大分県別府市出身・在住の漫画家あずみきし。大分県立芸術文化短期大学を卒業後、漫画制作の道へ進みました。2013年より『月刊コミック@バンチ』にて『
死役所』の連載を開始し、以来十年以上にわたって同作品を続けることで、地方発の漫画家として着実に実績を積み上げています。掲載誌の誌名変更や移籍に伴い、『月刊コミックバンチ』を経て現在『コミックバンチKai』での連載を継続。2019年にはテレビドラマ化を実現させるなど、創作の世界観が映像化される作家として注目を集めています。
代表作『
死役所』は、此岸と彼岸の境界に存在する役所を舞台にしたオムニバス漫画です。
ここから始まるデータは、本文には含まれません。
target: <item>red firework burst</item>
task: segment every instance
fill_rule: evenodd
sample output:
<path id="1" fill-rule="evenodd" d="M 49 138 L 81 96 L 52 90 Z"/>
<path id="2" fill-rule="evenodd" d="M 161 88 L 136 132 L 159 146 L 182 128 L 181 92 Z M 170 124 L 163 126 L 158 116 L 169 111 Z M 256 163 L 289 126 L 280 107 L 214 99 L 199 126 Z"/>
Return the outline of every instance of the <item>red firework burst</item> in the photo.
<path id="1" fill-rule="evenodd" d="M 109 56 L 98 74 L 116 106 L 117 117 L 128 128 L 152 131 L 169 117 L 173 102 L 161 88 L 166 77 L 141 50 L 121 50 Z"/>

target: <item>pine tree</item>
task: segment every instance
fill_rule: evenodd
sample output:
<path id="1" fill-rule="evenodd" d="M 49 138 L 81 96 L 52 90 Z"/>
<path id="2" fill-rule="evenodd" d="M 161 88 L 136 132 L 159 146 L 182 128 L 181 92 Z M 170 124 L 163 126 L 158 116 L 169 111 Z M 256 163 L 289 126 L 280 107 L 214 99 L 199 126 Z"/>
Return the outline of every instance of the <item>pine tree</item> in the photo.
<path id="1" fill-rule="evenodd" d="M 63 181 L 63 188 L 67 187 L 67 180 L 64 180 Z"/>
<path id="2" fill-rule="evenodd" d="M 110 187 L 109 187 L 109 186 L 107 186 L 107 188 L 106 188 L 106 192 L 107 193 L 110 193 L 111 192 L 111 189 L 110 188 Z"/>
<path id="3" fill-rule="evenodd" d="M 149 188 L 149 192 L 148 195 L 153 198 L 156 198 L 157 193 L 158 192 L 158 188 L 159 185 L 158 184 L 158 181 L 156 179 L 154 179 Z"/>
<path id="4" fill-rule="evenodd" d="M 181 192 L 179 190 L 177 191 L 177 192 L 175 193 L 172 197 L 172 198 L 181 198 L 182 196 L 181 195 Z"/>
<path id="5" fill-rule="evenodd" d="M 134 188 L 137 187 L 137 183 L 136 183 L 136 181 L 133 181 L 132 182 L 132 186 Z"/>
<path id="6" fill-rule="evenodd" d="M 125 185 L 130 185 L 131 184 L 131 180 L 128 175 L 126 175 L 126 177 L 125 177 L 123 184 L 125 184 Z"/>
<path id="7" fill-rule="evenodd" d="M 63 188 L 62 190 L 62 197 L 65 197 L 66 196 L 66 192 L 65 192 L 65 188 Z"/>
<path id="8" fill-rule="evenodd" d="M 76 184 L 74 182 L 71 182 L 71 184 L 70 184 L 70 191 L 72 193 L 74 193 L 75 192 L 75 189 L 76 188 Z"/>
自殺、他殺、病死、事故死、寿命、死産——ありとあらゆる理由で死を迎えた人々が、死後の手続きをするために訪れる場所。職員たちもまた同じく死者であり、なぜ彼らが働き続けるのか、死役所そのものの存在理由とは何か、という深い問いが物語を貫いています。累計部数670万部を超える大ヒット作となりました。各エピソードでは、死に至る経緯や人生の断片が丁寧に描かれ、重いテーマを扱いながらも読者に考える機会を与えるシリーズ構成が特徴。死という普遍的なテーマを通じて、人間の人生と選択に向き合う作風です。
あずみきしの作品世界を知るなら、やはり『
死役所』から始めるのが最適です。第1巻から読むことで、死役所という舞台設定と、そこに訪れる様々な人物たちの物語が自然に理解できます。現在も連載中で、28巻までが刊行されているため、長期にわたって作品の世界に浸ることが可能です。各巻に収録されるエピソードは相互に独立していることが多いため、どの巻から読み始めても楽しめる側面もありますが、全体的な設定や職員たちのキャラクターを知るためには順序通りの読書をお勧めします。また、2019年放映のテレビドラマ版も存在するため、漫画と映像化版の両方で世界観を味わう方法もあります。